The finding of guilt of contempt in particulars specified and the formal imposition of sentence therefor constituted judicial action complete and final, and it was no longer open to the court to make any further or different order therein ( Blake v. Municipal Court, supra, p. 134). In Martin v. Superior Court, supra, the court annulled an amended commitment and order for contempt which attempted to correct an earlier defective order by supplying new findings, noting that "If an order, which by statute is final and conclusive, can be amended and reamended to supply vital deficiencies therein, the feet of the litigant would be standing on quicksand, without any idea when he could take effective proceedings to annual the order." (P. 739.)
We hold that the deficiencies in the order of November 15, 1976, were clearly the result of judicial error, and that the court retained no jurisdiction to enter new and different judgments on November 18, 1976.
(2) Nor do we accept real party's argument that the order of November 15, 1976, could be corrected because it had not been entered in the minutes. Judgments and orders made in cases of contempt may not be analogized to sentences pronounced in criminal cases. Section 1222 specifically provides that "The judgment and orders of the court or judge, made in cases of contempt, are final and conclusive." (Italics added.) Here, the written order issued and signed by the judge on November 15, 1976, found petitioners in contempt, ordered that they be confined to jail until such time as they performed acts specified by the court, and directed the sheriff to take each of them into custody forthwith. There is nothing in the order to indicate that this was anything but the final order of the court.
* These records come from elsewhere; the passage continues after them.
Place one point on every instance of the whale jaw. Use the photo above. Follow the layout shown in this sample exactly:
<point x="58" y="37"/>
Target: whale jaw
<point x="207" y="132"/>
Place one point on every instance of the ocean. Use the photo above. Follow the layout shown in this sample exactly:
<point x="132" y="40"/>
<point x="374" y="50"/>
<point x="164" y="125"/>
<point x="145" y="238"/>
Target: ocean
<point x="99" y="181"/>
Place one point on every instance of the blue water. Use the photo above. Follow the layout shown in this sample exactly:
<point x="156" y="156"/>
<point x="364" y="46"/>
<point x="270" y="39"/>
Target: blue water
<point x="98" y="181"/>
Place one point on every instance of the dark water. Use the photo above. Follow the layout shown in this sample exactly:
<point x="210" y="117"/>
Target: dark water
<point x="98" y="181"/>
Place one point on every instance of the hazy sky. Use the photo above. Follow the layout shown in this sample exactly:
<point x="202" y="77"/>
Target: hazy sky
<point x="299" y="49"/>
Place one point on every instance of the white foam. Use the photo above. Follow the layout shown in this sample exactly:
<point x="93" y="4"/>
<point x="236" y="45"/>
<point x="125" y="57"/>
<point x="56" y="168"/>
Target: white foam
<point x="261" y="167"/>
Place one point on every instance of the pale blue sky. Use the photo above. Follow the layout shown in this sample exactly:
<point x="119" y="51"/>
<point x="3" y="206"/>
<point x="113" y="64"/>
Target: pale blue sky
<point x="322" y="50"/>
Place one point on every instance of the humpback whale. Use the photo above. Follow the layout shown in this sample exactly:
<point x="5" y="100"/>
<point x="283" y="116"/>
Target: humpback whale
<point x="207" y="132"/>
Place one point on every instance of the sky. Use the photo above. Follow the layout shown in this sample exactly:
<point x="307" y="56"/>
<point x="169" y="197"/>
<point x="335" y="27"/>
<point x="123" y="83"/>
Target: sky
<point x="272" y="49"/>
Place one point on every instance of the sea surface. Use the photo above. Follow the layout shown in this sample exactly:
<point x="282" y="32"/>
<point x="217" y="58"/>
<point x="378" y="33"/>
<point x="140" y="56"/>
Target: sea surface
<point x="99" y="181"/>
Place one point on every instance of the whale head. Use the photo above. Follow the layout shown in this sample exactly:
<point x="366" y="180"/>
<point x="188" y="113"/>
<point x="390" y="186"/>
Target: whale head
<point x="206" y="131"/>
Petitioners were subject to immediate apprehension, and it was only because they sought and obtained an order staying execution of the order that they were not immediately confined.
For the foregoing reasons, we cannot agree that a contempt judgment reduced to writing and signed by the judge, and made final by the provisions of section 1222, should remain open to correction of judicial errors by reason of the failure of the clerk to perform his duty to enter the judgment in the docket of the court, as required by the provisions of section 1218.
The contempt orders under review, being void, must be and hereby are annulled.
Taylor, P.J., and Rouse, J., concurred.